Elisabeth Santos é a protagonista de um desses casos. Ela é professora da rede municipal e a filha, Larissa, de 6 anos, estuda na particular, atualmente, está no primeiro ano do ensino fundamental. “É bem complicado, mas vou conciliando, dando suporte a ela e aos meus outros alunos, que às vezes aguardam um pouco”.

“Ela reclama bastante e tem dificuldade de manter horário, justamente por conta dos atrativos de casa, como a TV, lanches, querer brincar do lado de fora, etc. Sempre querendo fugir da aula”, relatou.

Larissa, de 6 anos, fazendo atividades escolares em casa. Foto: cortesia.

Elisabeth contou que utiliza a psicologia do reforço positivo, na qual consiste em recompensar a criança para realizar certa atividade, como motivação para que a tarefa seja concluída. “Nós fazemos esses combinados. Hoje, ela tem aula online quatro vezes na semana e gravada apenas uma vez”.

A escola que Larissa estuda já está com alguns dias presenciais, mas, para não deixar de ver a avó, que integra o grupo de risco da Covid-19 e só tomou a primeira dose da vacina, ela não quis voltar ao presencial ainda. “Meu medo é só em relação à socialização, com alguns alunos ‘segregando’ os que entram depois”.

“Hoje ela entende a necessidade das medidas de segurança, mas no começo foi complicado. Acredito que, quando retornar ao presencial, ela vai conseguir seguir as recomendações”, afirmou.

A mãe relatou que a criança não tem encontrado dificuldades para aprender, uma vez que consegue dar todo o suporte necessário, seja com a formação como educadora, seja por meio da tecnologia. “Larissa conseguiu aprender a ler e escrever no ano passado. É uma das que consegue na turma dela. Também uso alguns aplicativos e jogos para complementar a educação”.

Como diminuir os impactos nas crianças?

A psicóloga Patrícia disse que é importante para o desenvolvimento da criança a realização de atividades psicomotoras, que trabalhem a coordenação, equilíbrio, memória, percepção visual, dentre outros. “Com o auxílio de um adulto, você pode ensinar a criança a andar na linha, pular de uma cadeira para outra, fazer trabalhos de reciclagem e pintura, etc. Quanto mais acessível for o recurso, melhor”.

Patrícia conta que é bom que as crianças entendam que conseguem fazer as coisas. Também citou a ajuda na cozinha como um dos fatores em potencial dentro do ambiente doméstico, que podem ajudar a superar o isolamento. “Provar os alimentos, sentir as texturas das frutas ou, até mesmo, dependendo da idade, fazer alguma comida.
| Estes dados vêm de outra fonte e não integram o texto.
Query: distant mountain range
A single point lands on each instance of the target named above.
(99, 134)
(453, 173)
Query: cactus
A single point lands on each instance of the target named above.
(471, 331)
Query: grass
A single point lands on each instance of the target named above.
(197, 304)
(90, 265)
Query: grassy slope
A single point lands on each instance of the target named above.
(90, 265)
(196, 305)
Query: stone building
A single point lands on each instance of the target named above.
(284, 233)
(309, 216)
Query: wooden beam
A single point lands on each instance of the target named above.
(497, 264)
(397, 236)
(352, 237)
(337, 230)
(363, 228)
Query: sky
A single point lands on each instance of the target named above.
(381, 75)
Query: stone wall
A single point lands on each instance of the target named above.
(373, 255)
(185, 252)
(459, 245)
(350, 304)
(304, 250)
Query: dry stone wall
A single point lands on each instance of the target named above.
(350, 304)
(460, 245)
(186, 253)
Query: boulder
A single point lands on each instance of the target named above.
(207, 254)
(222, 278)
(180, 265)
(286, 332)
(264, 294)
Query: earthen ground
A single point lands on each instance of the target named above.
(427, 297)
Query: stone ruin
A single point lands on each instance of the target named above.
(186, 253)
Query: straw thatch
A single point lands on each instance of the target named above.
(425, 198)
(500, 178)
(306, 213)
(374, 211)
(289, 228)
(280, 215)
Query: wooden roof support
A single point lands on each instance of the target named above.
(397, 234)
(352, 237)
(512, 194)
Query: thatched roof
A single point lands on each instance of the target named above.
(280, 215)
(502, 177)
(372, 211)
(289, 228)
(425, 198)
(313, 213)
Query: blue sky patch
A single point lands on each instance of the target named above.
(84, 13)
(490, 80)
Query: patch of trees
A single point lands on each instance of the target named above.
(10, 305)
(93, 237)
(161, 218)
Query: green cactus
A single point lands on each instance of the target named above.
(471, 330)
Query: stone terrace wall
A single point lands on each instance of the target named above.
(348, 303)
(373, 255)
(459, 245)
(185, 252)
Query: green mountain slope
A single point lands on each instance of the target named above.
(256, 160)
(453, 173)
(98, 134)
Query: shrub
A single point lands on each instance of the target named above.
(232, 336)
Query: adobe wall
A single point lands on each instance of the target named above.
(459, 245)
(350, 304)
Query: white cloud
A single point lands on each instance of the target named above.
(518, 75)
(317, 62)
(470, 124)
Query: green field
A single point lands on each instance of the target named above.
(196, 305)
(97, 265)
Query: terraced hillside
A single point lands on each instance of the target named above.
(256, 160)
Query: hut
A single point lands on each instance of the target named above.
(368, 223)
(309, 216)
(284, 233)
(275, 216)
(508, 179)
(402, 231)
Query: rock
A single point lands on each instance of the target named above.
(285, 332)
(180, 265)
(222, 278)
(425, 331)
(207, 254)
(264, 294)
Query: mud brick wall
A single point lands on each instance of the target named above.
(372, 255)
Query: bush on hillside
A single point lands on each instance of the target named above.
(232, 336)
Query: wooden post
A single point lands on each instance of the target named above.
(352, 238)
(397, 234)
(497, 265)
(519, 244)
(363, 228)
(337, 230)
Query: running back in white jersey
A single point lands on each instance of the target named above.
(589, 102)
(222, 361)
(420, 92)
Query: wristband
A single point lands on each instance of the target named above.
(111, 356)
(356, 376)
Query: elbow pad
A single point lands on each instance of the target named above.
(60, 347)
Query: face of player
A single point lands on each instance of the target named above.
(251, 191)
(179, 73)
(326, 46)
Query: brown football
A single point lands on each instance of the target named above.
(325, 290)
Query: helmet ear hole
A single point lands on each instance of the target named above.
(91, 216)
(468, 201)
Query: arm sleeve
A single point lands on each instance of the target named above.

Além disso, as brincadeiras em casa e as videochamadas em família são essenciais”.

Ela também aconselha aos professores que utilizem recursos que fazem parte da realidade das crianças, para conseguirem prender mais a atenção delas.

Outros problemas

A psicóloga também faz o alerta que a diversão não estimula a parte cognitiva do cérebro. Segundo ela, o tempo passado em frente às telas força a visão, fazendo com que muitas crianças precisem de um oftalmologista logo cedo. Além disso, tem a administração do sono, uma vez que as telas foram projetadas para nos manter acordados, algo que acaba gerando prejuízo na hora de dormir.

“O fato de a criança dormir mais tarde interfere no crescimento físico e na qualidade de vida dela, porque essas funções que precisam ser organizadas e restauradas durante o sono não estão sendo feitas da maneira correta”, detalhou.

Ainda assim, com todos esses contrapontos, ela se posiciona contra a volta às aulas antes da imunização. “Se não for dessa forma, não vejo vantagem. Com a vacina e mantendo os cuidados, aí vejo possível o retorno. Mas existem duas realidades: a pública e a particular. É preciso preservar a vida em todos os casos, sem aglomerações dentro das salas”.